Qui, tra stoffe di seta e lino, compaiono farfalle, clown, cavalli circensi, gatti, bottiglie, frutti e gelati ripetuti in serie, come se già provasse la grammatica della moltiplicazione visiva che farà la sua fortuna. C’è già l’intuizione seriale, il gioco dell’ironia e della ripetizione, la voglia di trasformare il banale in icona.

Nel 1954 Warhol inizia a disegnare tessuti per la Stehli Silks Corporation, mentre Manhattan diventa la capitale della moda globale.

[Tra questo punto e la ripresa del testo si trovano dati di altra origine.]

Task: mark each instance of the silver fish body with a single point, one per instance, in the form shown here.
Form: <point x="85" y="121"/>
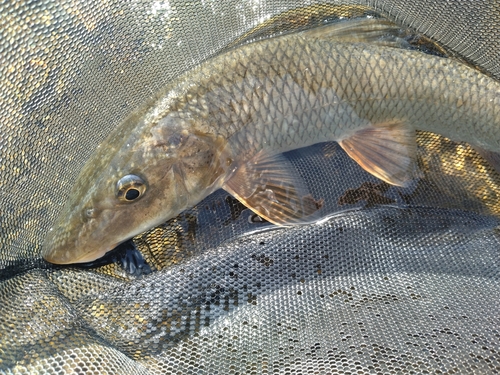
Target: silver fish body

È un periodo di collaborazioni artistiche e commerciali: Picasso, Miró, Dalí creano pattern per le aziende tessili; Warhol entra in quella rete come un giovane talento affamato.

La linea tremante della libertà
Uno degli elementi più affascinanti di questa fase è la cosiddetta “blotted line”, una linea irregolare ottenuta tamponando l’inchiostro fresco con carta assorbente. Un gesto semplice, eppure pieno di poesia: il contorno non è mai netto, ma vibrante, fragile, umano. È la firma inconsapevole di un autore che farà dell’imperfezione un’arte.

“Warhol era un artista che osservava il mondo con la pazienza di chi deve ancora imparare a gridare”
, spiega Biagioli. “Nei suoi tessuti si intravedono già i temi della ripetizione, del consumo e della bellezza effimera. Ma anche una dolcezza che dopo sparirà, inghiottita dal clamore della Pop Art”.

Dalla moda alla leggenda
Attraversando la strada, a Palazzo Gromo Losa, si entra nel Warhol che tutti conoscono: 150 opere provenienti da collezioni private ricostruiscono l’universo della Factory, le serigrafie di Marilyn, Mao, i Flowers, Mickey Mouse e le lattine Campbell’s. Ma anche le copertine di dischi, con quella banana che diventa manifesto del rock o la cerniera dei jeans dei Rolling Stones, simbolo di un’epoca che scopriva la libertà e la merce.

L’allestimento curato da Alberto Rossetti e Vincenzo Sanfo mette in dialogo i due Warhol: l’artigiano e il profeta, il disegnatore di tessuti e il costruttore di icone. È come se il visitatore attraversasse un ponte invisibile tra due decenni: gli anni Cinquanta del silenzio e i Sessanta del rumore.

L’Italia nel destino di Warhol

Non poteva mancare una sezione dedicata al rapporto tra Warhol e l’Italia, mediato dai galleristi e collezionisti che lo hanno accolto e amato, a partire da Lucio Amelio. Dopo il terremoto dell’Irpinia del 1980, Amelio lo invita a partecipare al progetto “Terrae Motus”, e Warhol realizza il celebre trittico con la prima pagina de Il Mattino e quel titolo urlato: FATE PRESTO. È l’urlo del dolore e della stampa, il linguaggio della tragedia tradotto nella grammatica della Pop Art.

Il cerchio che si chiude
C’è una malinconia sottile in questa mostra biellese. Guardando i tessuti leggeri con le farfalle e i fiori, si ha la sensazione di vedere Warhol prima che diventasse Warhol, quando ancora la sua arte non era un marchio, ma un modo per sopravvivere. È un Warhol più umano, meno scintillante, più vicino alla stoffa che alla serigrafia.

In fondo, anche la Pop Art nasce da un taglio di forbici, da una cucitura, da un colore steso su un tessuto. Biella, con la sua tradizione industriale e la sua discrezione piemontese, gli rende omaggio nel modo più autentico: restituendogli la sua umiltà artigiana.